Les risques des cures
La population qui fréquente les stations thermales est plutôt âgée (65 ans en moyenne en rhumatologie), souvent composée de personnes seules, et on peut penser que le concept de pathologie liée aux voyages (civelle associative) s’applique particulièrement à elle. Il faut s’attendre, du seul fait de éloignement du domicile et d’un changement des conditions habituelles de vie, à une augmentation du nombre de traumatismes, d’épisodes infectieux, de troubles vasculaires, et de pathologies diverses. D’où la nécessité de comparer les curistes avec des personnes de même âge et éloignées un aussi long temps de chez elles, pour pouvoir imputer avec certitude un événement pathologique à la thérapeutique thermale.
Aucune enquête ne l’a fait. Il n’est donc pas possible de répondre avec certitude sur les effets secondaires de la thérapeutique thermale, c’est-à- dire sur l’imputabilité à la cure des incidents rencontrés sauf pour quelques complications ciblées. Ces incidents, toutes causes confondues, sont d’ailleurs peu fréquents et bénins pour la quasi-totalité.
Une étude récente, toutefois, a cherché à appliquer au thermalisme une méthode d’imputabilité des effets indésirables des médicaments [8], Chez 1 794 curistes observés en 1 mois à Bagnères-de-Bigorre
ORL : 24 %, PSY : 20 %), il a été rapporté 48 événements indésirables par les infirmières et 22 par les médecins. L’imputabilité à la cure a été jugée plausible 6 fois (0,33 % des curistes) et vraisemblable 6 autres fois.
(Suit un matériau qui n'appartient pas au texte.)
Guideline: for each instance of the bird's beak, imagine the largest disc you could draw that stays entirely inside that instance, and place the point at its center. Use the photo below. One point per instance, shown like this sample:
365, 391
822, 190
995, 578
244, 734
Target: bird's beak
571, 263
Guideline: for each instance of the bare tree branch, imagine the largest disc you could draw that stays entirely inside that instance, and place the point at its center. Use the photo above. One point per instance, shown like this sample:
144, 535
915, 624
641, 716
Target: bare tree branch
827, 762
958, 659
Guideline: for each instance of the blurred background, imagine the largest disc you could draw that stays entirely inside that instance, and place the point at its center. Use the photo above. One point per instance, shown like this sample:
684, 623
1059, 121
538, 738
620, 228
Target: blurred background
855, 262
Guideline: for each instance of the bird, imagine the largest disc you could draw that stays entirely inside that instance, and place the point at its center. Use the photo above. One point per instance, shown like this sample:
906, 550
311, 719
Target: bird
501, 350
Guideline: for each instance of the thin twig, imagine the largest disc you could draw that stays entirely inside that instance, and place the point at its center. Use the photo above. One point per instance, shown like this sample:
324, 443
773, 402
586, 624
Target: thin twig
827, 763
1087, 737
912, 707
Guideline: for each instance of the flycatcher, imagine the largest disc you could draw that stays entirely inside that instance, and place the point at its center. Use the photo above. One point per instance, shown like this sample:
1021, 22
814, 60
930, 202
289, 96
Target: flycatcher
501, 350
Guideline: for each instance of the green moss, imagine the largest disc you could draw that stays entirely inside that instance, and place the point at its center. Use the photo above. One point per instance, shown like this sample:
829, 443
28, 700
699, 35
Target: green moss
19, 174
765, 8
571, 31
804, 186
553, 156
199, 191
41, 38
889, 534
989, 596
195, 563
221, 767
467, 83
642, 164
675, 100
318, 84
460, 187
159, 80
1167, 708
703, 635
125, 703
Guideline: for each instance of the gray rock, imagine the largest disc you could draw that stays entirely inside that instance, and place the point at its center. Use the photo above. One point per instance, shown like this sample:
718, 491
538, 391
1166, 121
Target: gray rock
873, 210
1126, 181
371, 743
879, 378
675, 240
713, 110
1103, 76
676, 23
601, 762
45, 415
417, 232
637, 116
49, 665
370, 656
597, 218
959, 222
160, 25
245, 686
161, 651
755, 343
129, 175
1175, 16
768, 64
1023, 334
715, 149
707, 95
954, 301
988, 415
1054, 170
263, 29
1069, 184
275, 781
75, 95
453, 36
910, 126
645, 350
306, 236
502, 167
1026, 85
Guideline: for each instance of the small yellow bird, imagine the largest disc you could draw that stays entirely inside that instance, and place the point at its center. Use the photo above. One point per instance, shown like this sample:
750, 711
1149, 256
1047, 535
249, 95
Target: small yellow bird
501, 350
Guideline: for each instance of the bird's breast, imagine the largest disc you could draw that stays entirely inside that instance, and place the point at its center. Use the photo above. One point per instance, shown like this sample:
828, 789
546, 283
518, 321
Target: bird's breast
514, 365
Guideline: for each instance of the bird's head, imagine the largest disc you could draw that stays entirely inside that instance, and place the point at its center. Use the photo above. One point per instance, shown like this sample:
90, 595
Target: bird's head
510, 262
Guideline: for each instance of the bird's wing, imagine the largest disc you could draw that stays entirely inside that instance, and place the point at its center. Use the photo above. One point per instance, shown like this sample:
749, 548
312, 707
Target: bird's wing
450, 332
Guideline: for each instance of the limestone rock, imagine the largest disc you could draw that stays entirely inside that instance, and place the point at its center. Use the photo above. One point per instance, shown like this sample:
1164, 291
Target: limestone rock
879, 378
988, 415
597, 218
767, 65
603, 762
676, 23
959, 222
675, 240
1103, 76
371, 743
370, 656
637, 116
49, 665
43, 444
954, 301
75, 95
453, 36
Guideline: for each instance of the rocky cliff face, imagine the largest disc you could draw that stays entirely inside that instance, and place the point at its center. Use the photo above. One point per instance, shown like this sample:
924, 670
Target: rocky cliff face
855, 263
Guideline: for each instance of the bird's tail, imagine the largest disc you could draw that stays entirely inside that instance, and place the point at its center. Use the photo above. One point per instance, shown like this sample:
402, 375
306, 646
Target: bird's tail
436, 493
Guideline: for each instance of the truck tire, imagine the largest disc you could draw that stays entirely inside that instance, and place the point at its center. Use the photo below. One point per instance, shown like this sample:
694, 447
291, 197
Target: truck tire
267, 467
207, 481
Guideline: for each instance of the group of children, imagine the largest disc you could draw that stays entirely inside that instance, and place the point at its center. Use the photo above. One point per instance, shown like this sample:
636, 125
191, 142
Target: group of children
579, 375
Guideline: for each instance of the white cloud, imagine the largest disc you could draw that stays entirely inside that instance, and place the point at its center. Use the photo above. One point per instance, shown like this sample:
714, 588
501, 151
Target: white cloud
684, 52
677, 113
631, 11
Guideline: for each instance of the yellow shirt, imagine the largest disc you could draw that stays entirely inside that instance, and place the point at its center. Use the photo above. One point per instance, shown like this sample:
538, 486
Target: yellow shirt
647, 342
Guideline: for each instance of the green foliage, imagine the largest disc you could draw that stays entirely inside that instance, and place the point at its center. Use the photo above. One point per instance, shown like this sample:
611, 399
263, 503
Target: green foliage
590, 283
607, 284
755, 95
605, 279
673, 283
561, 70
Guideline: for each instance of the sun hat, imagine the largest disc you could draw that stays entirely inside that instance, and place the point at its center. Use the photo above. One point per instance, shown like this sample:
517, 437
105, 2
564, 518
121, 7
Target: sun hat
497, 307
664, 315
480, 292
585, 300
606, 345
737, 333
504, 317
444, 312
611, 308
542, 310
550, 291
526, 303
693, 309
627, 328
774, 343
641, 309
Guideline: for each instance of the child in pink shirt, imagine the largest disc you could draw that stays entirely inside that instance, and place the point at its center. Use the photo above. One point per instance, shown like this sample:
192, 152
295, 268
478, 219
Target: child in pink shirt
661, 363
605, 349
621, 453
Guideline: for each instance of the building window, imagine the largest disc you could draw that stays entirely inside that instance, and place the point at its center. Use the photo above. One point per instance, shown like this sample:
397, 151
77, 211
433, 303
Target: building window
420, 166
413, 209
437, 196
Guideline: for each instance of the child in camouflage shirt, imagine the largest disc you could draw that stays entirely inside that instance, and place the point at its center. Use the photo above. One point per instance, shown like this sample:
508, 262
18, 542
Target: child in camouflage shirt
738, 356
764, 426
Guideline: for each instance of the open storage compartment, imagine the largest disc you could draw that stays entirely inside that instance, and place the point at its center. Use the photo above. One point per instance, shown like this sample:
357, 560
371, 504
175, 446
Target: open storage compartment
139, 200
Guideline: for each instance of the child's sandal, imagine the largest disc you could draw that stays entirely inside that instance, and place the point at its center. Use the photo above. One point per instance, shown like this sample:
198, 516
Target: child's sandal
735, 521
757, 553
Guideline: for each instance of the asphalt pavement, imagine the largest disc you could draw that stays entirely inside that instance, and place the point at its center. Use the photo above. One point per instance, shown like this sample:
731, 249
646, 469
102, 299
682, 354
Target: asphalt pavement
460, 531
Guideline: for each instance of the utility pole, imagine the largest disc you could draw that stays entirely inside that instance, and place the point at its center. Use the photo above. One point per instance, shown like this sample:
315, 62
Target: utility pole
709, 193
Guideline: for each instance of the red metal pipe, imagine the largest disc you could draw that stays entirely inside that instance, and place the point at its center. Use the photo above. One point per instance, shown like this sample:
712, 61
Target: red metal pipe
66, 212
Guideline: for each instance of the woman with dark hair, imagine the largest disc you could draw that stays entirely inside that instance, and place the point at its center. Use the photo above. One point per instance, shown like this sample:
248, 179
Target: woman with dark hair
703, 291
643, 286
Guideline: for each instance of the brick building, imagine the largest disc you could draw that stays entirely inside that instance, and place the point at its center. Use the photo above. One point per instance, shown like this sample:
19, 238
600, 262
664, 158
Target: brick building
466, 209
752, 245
Quatre études précédentes avaient recensé les pathologies de rencontre apparues au cours de la cure thermale. L’une a concerné les épisodes infectieux survenus en 1989, 1990, et 1991 chez les curistes de Luchon [30] (3/4 ORL, 1/4 RH) ; une autre a surveillé les infections observées chez les curistes de La Bourboule [12] (3/4 d’enfants, voies respiratoires/ORL pour plus de 80%) en 1991 et 1992, et Saint-Nectaire en 1992; une troisième a exploré l’ensemble des pathologies de rencontre chez 5 782 curistes d’Aix-les-Bains (RH) et Aix-les-Bains-Marlioz (ORL) en 1992 [15].
Dans cette dernière étude, il a été assuré une exhaustivité par le numérotage des fiches remises aux médecins. Les données suivantes en proviennent. Les pathologies observées appartenaient aux domaines neurovégétatif, vasculaire, ou infectieux.
Dans le domaine neurovégétatif, des troubles ont été observés chez 5,74 % des curistes en moyenne avec, s’agissant de troubles bénins, des variations importantes dans les déclarations d’un médecin à l’autre : insomnie, asthénie, angoisses, céphalées, nervosité… Ces troubles font partie de ce qu’il est convenu d’appeler la «crise thermale» parfois observée soit au tout début, soit à la fin de la 2e semaine de la cure [21]. Cette crise comporte aussi une réactivation de la pathologie initiale notée ici chez 4,65 % des patients.
Dans le domaine vasculaire, les troubles ont consisté en accidents vasculaires cérébraux transitoires (0,07 %), en crises d’angor (0,16%), et en complications veineuses (0,52%) qu’il s’agisse d’œdème de jambe, de phlébite variqueuse, d’hypodermite variqueuse, ou d’hémorroïdes. L’érysipèle a été compté dans cette catégorie (0,05 %).
Quant aux pathologies infectieuses, elles se subdivisent en réactivation d’affections préexistantes (sinusite, bronchite) surtout signalée dans le thermalisme ORL; en épidémies de rencontre d’allure virale, probablement facilitées par la promiscuité dans les thermes ; et en manifestations pathologiques sous la dépendance de germes pathogènes présents dans les établissements, champignons ou bactéries, responsables d’infections nosocomiales.
A côté des mycoses (0,67 %) répondant à une réactivation de lésions anciennes dans la moitié des cas, les germes impliqués sont des bactéries de l’environnement dont toutes ne sont sans doute pas connues. Deux sont surveillées par des prélèvements bactériologiques réglementaires : Pseudo- monas, responsable de folliculites, de conjonctivites et d’otites, et Legionella.
Les Legionellœ sont des bactéries de l’environnement, très répandues et très inconstamment pathogènes. Elles aiment les eaux chaudes et se rencontrent facilement dans les eaux thermales [1], Elles sont sensibles au chlore et aux températures supérieures à 56 °C mais difficiles à éradiquer complètement.